[DOSSIER] Réconciliation, le labyrinthe de la paix

À l’occasion de plusieurs coutumes, comme ici au Sénat coutumier, Manuel Valls a offert un dessin de deux mains réalisé par Pablo Picasso. « Cela me rappelle évidemment la poignée de main entre Jean-Marie Tjibaou et Jacques Lafleur », a-t-il expliqué. © Y.M.

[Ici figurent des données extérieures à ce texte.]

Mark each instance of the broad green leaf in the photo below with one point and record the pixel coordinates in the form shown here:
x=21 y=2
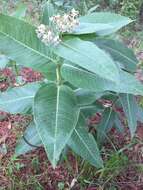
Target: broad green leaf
x=128 y=103
x=84 y=144
x=21 y=44
x=108 y=119
x=83 y=79
x=56 y=116
x=119 y=52
x=86 y=97
x=88 y=56
x=20 y=11
x=47 y=13
x=3 y=61
x=115 y=21
x=118 y=124
x=88 y=28
x=29 y=141
x=49 y=71
x=18 y=99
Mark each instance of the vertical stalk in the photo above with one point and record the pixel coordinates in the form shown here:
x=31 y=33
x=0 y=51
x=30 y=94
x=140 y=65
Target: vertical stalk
x=58 y=74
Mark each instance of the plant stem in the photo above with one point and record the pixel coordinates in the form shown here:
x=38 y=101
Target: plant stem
x=58 y=74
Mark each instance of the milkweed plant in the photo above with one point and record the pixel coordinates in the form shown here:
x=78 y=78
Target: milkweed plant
x=82 y=65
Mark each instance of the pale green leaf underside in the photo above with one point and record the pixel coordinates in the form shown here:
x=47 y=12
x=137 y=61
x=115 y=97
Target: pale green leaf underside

La phrase est inscrite dès les premières lignes du texte. Comme un préambule incontournable à ces orientations présentées par le gouvernement central. « Une seule voie s’ouvre à nous : celle d’un accord politique suivant un chemin de réconciliation » écrit le ministre d’État des Outre-mer, Manuel Valls, le 28 février à Nouméa.
Le locataire de la rue Oudinot répétera certainement son intention à la fin du mois, lors du prochain déplacement en Nouvelle- Calédonie pour poursuivre les discus- sions sur l’avenir du territoire. Le terme n’est pas sans rappeler celui prononcé par Emmanuel Macron fin juillet 2023 sur la place des Cocotiers, quand le président de la République en visite souhaitait voir s’ouvrir « un chemin de pardon ».
Quelle réconciliation ? Quel pardon, et avec qui ? Tout ce travail de mémoire, qui favorise l’échange et l’introspection, restait et reste toujours à finaliser. La tâche est politiquement sensible et humainement difficile, puisque l’exercice renvoie tout d’abord à la prise de possession de la Nouvelle-Calédonie et aux souffrances des Kanak lors de la période coloniale. Toutefois s’y atteler est primordial pour écrire le futur.
Emmanuel Macron l’entendait ainsi. Des politiques et sympathisants loyalistes ne voulaient pas en entendre parler, considérant que les accords de Matignon-Oudinot et de Nouméa ont pansé les plaies. « Ce n’est pas un chemin de repentance : c’est un chemin de fraternité, de vérité et de courage, avait déclaré le président de la République. Parce que si j’essaie de regarder en face notre histoire en Nouvelle-Calédonie, il y a un fait initial : une prise de possession, celle d’une terre qui était liée à un peuple autochtone depuis des millénaires. »

L’OMBRE DU 13 MAI 2024
L’archipel a connu des démarches de pardon ou de réparation. Monseigneur Michel Calvet avait demandé pardon aux Kanak au nom de l’Église catho- lique, le 25 décembre 1993 à Balade.
Les Calédoniens pensent aussi bien sûr au long chemin mené par les familles Tjibaou et Wea entre les 22 avril 1998 et 17 juillet 2004.
Les exemples dans le monde sont nombreux et peuvent éclairer. Comme la Belgique et le Rwanda en janvier 2000, la Croatie et la Serbie en septembre 2003, ou encore l’Australie présentant ses excuses pour les générations volées en février 2008. « Il n’y a pas une méthodologie, relève Christophe Sand, archéologue et membre du comité Paroles, mémoires, vérité et réconciliation. Il y a des cas spécifiques. »
Si le chemin n’était pas facile à tracer en Nouvelle-Calédonie au regard du poids écrasant de l’histoire, ce projet est encore plus dur à construire après les émeutes ayant éclaté le 13 mai 2024. Le territoire est divisé sous le coup de l’insurrection, une haine et un rejet de l’autre courent parfois dans les rues, or une démarche de réconciliation doit par définition rassembler. L’attitude du 18e gouvernement sera déterminante, tout comme l’impulsion de l’État. Un accord global sur l’avenir ne peut, quoi qu’il en soit, être signé sur les braises.